Há um bom tempo a Rússia procura preencher o vácuo deixado pelos americanos na região, e com êxito crescente. Isso se manifesta sobretudo na Síria, onde, juntamente com o Iraque, os russos têm combatido com eficácia a oposição ao regime de Bashar al Assad. Outro aspecto desse avanço de Moscou são as cooperações técnicas, como ao apoiar a Arábia Saudita no desenvolvimento de um programa nuclear próprio.
Não obstante, os EUA são a principal potência protetora de Riad, em especial no tocante a seu rival mais poderoso na região, o Irã. O reino é igualmente o maior comprador de armas americanas. Ao longo de décadas, os governos dos EUA anteriores fomentaram essas exportações, portanto a suspensão imposta por Biden deve ter no mínimo arrefecido a confiança dos sauditas.
"Ao mesmo tempo, os sauditas naturalmente viram que os EUA reagiram com muita parcimônia aos ataques iranianos a sua infraestrutura petrolífera", acrescenta Woertz. "É certo que a China ou a Rússia não são substitutos plenos para a parceria de segurança com os EUA. Contudo a Arábia Saudita tenta francamente diversificar seu portfólio" e portanto vem travando negociações também com essas duas outras potências.
Putin benquisto entre autocratas
Um outro fator compromete a cooperação dos EUA com os regimes do Oriente Médio: sua autoimagem como potência mundial engajada pela democracia. Isso já se manifestou durante as revoluções árabes de 2011, quando, perante os levantes populares, os americanos voltaram as costas para antigos aliados como o autocrata egípcio Hosni Mubarak.
A Rússia, por sua vez, manteve-se do lado de seus parceiros, sobretudo do ditador sírio Bashar al Assad, que só pôde se manter no poder graças à assistência russa. Os dirigentes autocráticos em Riad e outras capitais certamente terão observado atentamente tais "questões de lealdade" e tirado suas conclusões.
Por último, o presidente russo, Vladimir Putin, fascina na região justamente por uma característica que antes provoca repulsa por parte da opinião pública do Ocidente: seu estilo autocrático.
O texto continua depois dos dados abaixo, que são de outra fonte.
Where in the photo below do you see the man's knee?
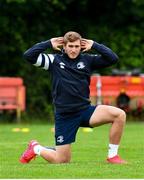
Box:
[57,157,71,163]
[118,109,126,123]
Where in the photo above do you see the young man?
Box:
[20,31,126,164]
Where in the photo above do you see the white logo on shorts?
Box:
[57,136,64,143]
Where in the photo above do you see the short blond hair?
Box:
[64,31,82,44]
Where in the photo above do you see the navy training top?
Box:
[24,40,118,113]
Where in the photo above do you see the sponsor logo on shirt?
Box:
[77,62,85,69]
[59,62,65,69]
[57,136,64,143]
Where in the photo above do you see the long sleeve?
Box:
[24,40,54,70]
[23,40,52,64]
[92,42,118,68]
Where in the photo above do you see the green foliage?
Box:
[0,0,144,115]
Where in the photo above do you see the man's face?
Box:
[63,40,81,59]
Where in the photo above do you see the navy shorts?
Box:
[55,106,96,146]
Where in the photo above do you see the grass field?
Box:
[0,122,144,179]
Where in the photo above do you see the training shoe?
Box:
[107,155,127,164]
[19,140,39,163]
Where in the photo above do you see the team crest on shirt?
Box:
[57,136,64,143]
[59,62,65,69]
[77,62,85,69]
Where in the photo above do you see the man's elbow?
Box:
[112,54,119,63]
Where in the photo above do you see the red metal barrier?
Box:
[0,77,25,122]
[90,75,144,111]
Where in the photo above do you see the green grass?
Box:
[0,122,144,179]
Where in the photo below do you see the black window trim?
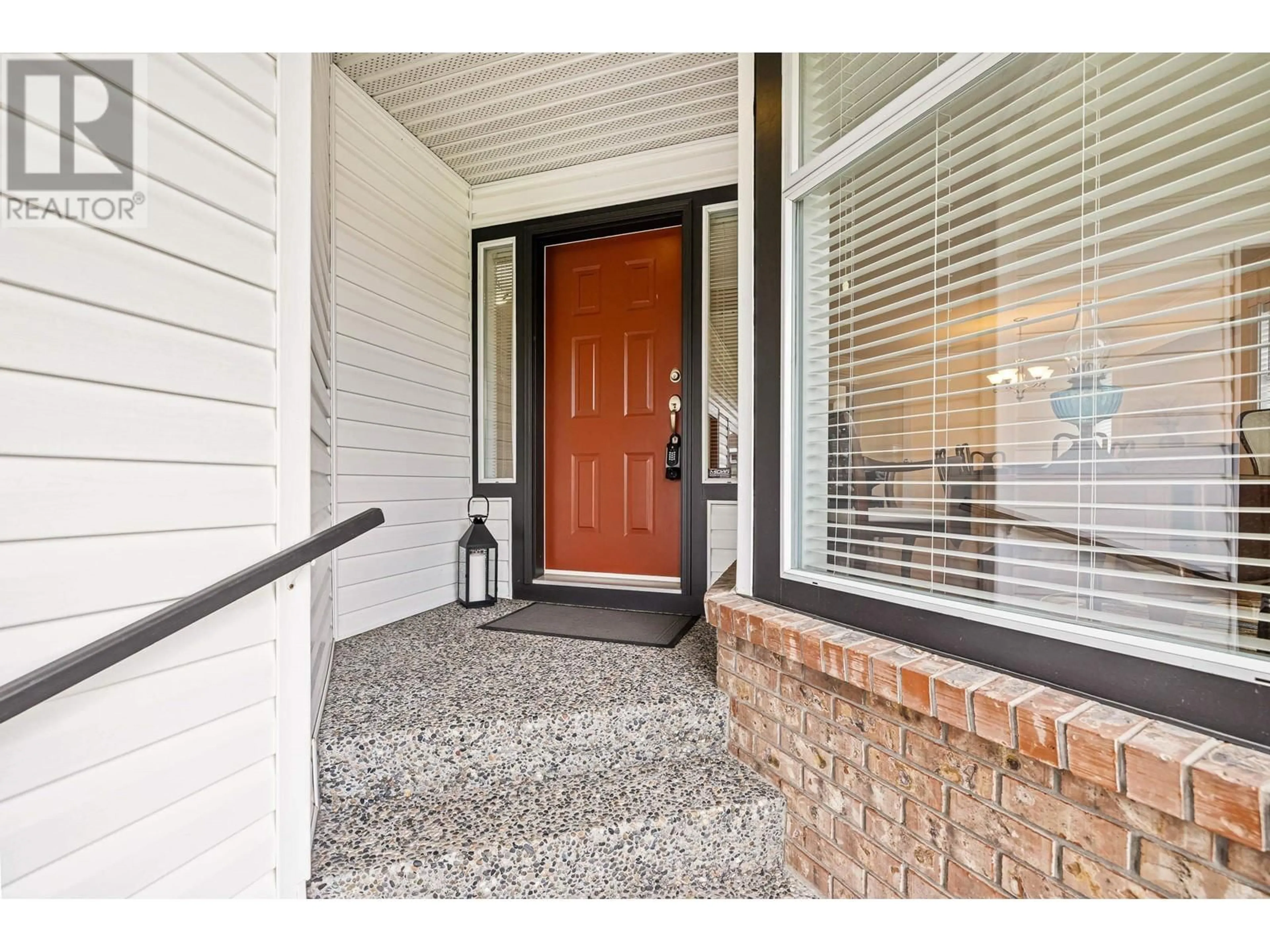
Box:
[752,53,1270,750]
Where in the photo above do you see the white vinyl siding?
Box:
[0,55,278,897]
[333,72,472,637]
[309,53,335,736]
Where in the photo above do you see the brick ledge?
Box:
[705,571,1270,852]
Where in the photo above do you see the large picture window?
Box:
[476,239,516,482]
[782,53,1270,666]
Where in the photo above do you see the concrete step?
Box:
[319,691,728,805]
[309,753,782,897]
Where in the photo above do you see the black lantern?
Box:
[458,496,498,608]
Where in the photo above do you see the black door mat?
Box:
[480,602,698,647]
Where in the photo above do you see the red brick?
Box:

"São principalmente dois aspectos do regime que, junto com uma postura fortemente antiocidental, entusiasmam o público árabe: a personalização do poder e um forte rechaço do liberalismo político e social", analisa o jurista Naseef Naeem, num ensaio para a revista alemã Zenith, especializada no Oriente Médio.
Portanto o estilo de governar do chefe do Kremlin coincide perfeitamente com a própria noção de liderança dos árabes. É muito plausível que os regentes sauditas compartilhem essa admiração.